The next step is to install new WiFi drivers. But seriously, I'm only a few troubleshooting steps from rebuilding the computer from scratch back on Windows 7.

Cue the cursing...

W-8, W-8!

This morning I installed Microsoft Windows 8 on my laptop. As a professional geek, getting software after it's released to manufacturing but before the general public is a favorite part of my job.

It took almost no effort to set up, and I figured out the interface in just a few minutes. I like the new look, especially the active content on the Start screen. It definitely has a more mobile-computing look than previous Windows versions, with larger click targets (optimized for touch screens) and tons of integration with Windows Accounts. I haven't linked much to my LiveID yet, as I don't really want to share that much with Microsoft, but I'll need it to use SkyDrive and to rate and review the new features.

I also did laundry, vacuumed, cleaned out all my old programming books (anyone want a copy of Inside C# 2 from 2002?), and will now go shopping. And I promise never to share that level of picayune personal detail again on this blog.

Why you should always "sleep on it"

If one of the developers on one of my teams had done this, I would have (a) told him to get some sleep and (b) mocked him for at least a week afterwards.

Saturday night I spent four hours trying to figure out why something that worked perfectly in my local Azure emulator failed with a cryptic "One of the request inputs is out of range" message in the Cloud. I even posted to StackOverflow for help.

This morning, I spent about 90 minutes building a sample Cloud application up from scratch, adding one component at a time until I got to the same failure. And, eventually, I got to the same failure.

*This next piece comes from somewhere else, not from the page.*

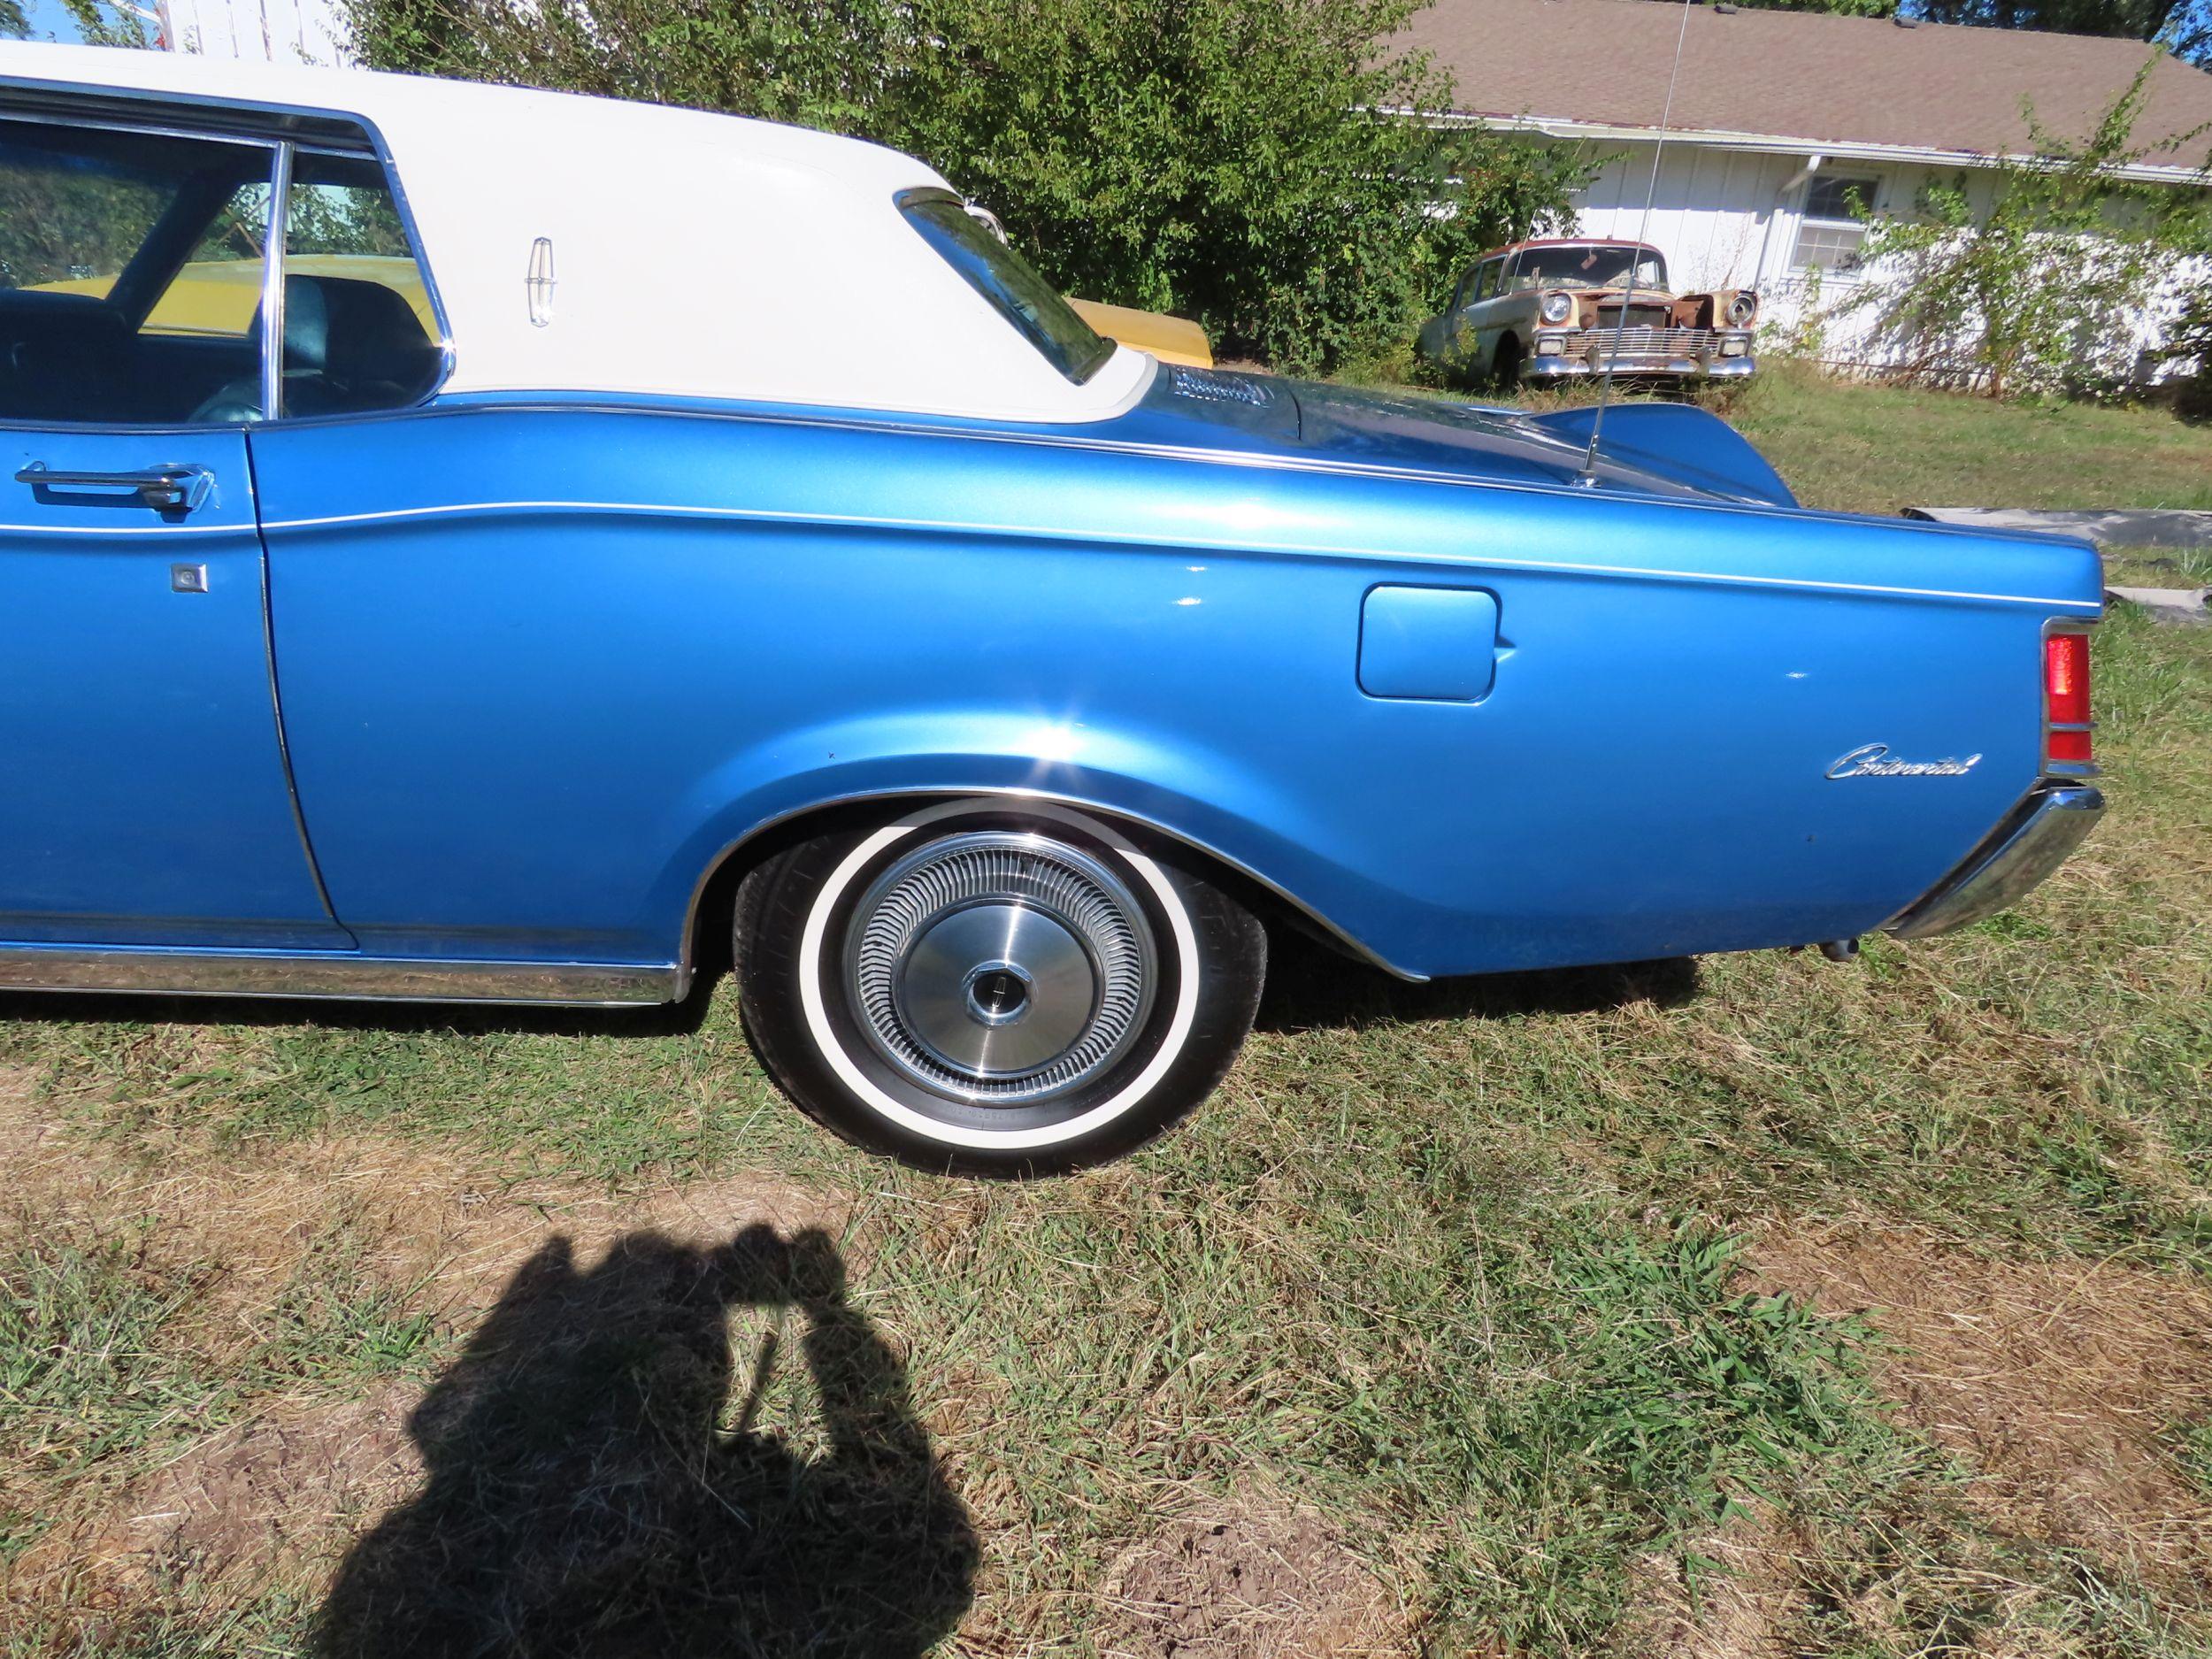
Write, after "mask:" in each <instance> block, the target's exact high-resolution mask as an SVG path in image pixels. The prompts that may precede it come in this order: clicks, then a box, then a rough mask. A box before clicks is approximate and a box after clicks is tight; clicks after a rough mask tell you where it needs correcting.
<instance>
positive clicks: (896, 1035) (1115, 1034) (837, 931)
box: [734, 799, 1267, 1175]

Then I stepped through the code to figure out

And I immediately saw why.

The problem turned out to be this: I have two settings:

    <?xml version="1.0" encoding="utf-8"?>
    <ServiceDefinition name="Cloud" ...>
      <WebRole name="WebRole" vmsize="Small">
          <Setting name="MessagesConfigurationBlobName" />
          <Setting name="MessagesConfigurationBlobContainerName" />

Here's the local (emulator) configuration file:

    <?xml version="1.0" encoding="utf-8"?>
    <ServiceConfiguration ...>
      <Role name="WebRole">
          <Setting name="MessagesConfigurationBlobName" value="LocalMessageConfig.xml"/>
          <Setting name="MessagesConfigurationBlobContainerName" value="containername"/>
      </Role >

Here's the Cloud file:

    <?xml version="1.0" encoding="utf-8"?>
    <ServiceConfiguration ...>
      <Role name="WebRole">
          <Setting name="MessagesConfigurationBlobName" value="containername" />
          <Setting name="MessagesConfigurationBlobContainerName" value="CloudMessageConfig.xml"/>
      </Role >

I will now have a good cry and adjust my time tracking (at 3am Saturday) from "Emergency client work" to "Developer PEBCAK".

The moral of the story is, when identical code fails in one environment and succeeds in another, don't just compare the environments, compare *everything that could be different in your own code* between the environments.

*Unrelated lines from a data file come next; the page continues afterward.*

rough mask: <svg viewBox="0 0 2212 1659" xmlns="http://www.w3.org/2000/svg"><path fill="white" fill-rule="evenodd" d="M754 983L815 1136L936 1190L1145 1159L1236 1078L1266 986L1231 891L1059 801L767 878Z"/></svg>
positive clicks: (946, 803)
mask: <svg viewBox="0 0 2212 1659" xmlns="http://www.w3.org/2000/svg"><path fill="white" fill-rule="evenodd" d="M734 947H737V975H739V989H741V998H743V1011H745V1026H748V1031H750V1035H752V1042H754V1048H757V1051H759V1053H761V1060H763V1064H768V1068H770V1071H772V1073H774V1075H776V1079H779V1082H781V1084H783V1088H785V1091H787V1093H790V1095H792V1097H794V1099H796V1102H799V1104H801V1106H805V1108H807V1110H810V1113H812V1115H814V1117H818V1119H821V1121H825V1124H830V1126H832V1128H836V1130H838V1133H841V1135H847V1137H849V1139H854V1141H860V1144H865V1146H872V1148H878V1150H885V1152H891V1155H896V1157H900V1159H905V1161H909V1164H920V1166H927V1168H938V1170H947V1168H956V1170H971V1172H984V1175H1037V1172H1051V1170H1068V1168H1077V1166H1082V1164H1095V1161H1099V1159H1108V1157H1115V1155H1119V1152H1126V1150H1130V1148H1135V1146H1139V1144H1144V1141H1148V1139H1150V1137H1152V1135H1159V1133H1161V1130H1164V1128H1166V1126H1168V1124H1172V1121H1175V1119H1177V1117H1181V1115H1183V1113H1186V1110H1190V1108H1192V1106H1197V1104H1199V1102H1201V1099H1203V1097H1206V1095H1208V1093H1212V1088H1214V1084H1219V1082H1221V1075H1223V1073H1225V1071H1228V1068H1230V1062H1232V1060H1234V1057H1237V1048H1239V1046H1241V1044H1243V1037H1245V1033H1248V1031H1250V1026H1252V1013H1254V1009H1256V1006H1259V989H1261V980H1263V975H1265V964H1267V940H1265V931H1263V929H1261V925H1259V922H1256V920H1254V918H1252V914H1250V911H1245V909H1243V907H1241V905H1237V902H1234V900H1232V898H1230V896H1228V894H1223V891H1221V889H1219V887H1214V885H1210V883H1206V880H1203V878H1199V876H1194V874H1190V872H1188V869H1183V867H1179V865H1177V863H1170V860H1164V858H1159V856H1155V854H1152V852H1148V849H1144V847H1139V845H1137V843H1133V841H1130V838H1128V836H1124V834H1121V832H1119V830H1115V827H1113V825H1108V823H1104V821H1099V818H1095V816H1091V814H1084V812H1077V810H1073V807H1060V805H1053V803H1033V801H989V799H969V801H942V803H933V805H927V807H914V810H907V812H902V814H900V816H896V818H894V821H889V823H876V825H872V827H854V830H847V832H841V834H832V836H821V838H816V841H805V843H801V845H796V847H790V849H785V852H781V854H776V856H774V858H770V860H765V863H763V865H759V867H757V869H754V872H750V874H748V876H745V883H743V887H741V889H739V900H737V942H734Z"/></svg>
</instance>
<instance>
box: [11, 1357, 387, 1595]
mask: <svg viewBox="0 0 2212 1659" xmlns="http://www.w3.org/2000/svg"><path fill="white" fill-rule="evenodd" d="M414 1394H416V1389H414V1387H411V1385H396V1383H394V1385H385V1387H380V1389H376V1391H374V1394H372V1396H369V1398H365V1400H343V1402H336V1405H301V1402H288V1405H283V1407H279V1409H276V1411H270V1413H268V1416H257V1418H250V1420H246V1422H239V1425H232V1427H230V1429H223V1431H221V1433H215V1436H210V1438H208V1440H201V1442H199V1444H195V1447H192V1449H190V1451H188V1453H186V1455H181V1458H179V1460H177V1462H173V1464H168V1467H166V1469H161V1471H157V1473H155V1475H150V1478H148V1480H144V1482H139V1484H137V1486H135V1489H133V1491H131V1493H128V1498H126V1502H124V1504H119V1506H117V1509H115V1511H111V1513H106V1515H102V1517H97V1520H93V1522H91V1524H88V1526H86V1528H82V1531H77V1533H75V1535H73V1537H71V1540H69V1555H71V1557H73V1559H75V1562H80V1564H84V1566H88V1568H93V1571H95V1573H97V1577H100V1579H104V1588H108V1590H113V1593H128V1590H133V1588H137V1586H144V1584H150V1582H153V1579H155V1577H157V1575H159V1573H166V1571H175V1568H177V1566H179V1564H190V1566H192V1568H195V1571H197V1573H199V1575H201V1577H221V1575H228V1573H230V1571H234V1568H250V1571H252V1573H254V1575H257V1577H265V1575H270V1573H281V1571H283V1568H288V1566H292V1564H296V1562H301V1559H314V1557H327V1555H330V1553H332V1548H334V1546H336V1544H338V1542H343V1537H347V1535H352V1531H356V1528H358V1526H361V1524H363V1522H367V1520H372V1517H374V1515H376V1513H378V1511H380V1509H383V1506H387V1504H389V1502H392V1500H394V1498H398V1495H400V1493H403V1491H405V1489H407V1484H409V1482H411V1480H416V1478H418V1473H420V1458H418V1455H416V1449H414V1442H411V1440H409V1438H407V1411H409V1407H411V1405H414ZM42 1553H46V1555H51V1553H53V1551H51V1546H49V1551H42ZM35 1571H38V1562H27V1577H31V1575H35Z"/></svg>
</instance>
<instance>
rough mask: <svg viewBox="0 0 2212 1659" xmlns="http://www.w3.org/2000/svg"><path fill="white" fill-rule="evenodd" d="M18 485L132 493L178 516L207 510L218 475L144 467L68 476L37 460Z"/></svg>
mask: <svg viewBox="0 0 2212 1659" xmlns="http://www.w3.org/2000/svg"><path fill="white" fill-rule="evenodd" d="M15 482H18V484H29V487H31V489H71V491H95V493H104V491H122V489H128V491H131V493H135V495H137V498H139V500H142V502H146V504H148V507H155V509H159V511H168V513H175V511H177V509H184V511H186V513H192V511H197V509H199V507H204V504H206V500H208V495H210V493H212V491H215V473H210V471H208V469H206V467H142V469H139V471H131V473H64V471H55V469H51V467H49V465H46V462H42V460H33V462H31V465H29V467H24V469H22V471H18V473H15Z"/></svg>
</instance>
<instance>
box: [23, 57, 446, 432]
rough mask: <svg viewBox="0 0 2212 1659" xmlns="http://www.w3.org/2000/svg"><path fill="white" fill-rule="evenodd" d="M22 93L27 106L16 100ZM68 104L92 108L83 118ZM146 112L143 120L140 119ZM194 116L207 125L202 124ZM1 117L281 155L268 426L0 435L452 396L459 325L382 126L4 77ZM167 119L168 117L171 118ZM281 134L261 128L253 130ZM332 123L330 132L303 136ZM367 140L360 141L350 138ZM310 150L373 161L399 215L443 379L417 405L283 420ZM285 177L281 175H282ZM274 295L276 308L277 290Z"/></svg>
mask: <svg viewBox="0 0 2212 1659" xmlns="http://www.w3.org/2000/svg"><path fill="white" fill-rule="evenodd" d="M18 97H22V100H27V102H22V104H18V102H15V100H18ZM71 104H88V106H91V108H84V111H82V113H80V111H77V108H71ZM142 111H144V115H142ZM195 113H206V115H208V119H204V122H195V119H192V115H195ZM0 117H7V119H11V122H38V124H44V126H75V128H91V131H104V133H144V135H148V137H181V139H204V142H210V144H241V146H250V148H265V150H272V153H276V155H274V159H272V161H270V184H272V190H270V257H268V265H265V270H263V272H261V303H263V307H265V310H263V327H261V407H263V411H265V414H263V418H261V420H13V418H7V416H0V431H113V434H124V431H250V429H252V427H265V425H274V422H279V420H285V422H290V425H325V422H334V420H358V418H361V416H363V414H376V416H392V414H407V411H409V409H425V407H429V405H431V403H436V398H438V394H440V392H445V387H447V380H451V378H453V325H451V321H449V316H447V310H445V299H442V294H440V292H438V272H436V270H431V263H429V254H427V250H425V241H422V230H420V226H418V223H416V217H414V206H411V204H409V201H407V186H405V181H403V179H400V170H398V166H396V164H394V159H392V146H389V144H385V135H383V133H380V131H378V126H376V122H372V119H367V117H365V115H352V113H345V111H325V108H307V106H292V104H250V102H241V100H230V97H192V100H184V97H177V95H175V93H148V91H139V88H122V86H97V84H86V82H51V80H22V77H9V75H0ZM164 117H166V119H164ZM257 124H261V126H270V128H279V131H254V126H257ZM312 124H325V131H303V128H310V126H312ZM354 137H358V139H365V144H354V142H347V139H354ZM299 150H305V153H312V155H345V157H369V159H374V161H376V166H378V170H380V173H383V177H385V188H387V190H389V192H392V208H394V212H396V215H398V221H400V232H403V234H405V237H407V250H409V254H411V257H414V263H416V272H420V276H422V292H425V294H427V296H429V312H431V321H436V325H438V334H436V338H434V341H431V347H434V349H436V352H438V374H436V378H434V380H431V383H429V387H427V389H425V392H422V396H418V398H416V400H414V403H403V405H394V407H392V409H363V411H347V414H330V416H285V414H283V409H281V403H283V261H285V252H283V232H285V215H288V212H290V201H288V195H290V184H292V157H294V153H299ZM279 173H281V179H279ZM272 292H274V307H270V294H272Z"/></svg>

Oh, and don't try to deploy software at 3am. Ever.

Deployments are fun!

In every developer's life, there comes a time when he has to take all the software he's written on his laptop and put it into a testing environment. Microsoft Azure Tools make this really, really easy—every time after the first.

Today I did one of those first-time deployments, sending a client's Version 2 up into the cloud for the first time. And I discovered, as predicted, a flurry of minor differences between my development environment (on my own computer) and the testing environment (in an Azure web site). I found five bugs, all of them minor, and almost all of them requiring me to wipe out the test database and start over.

It's kind of like when you go to your strict Aunt Bertha's house—you know, the super-religious aunt who has no sense of humor and who smacks your hands with a ruler every time you say something harsher than "oops."

End of complaint. Back to the Story of D'Oh.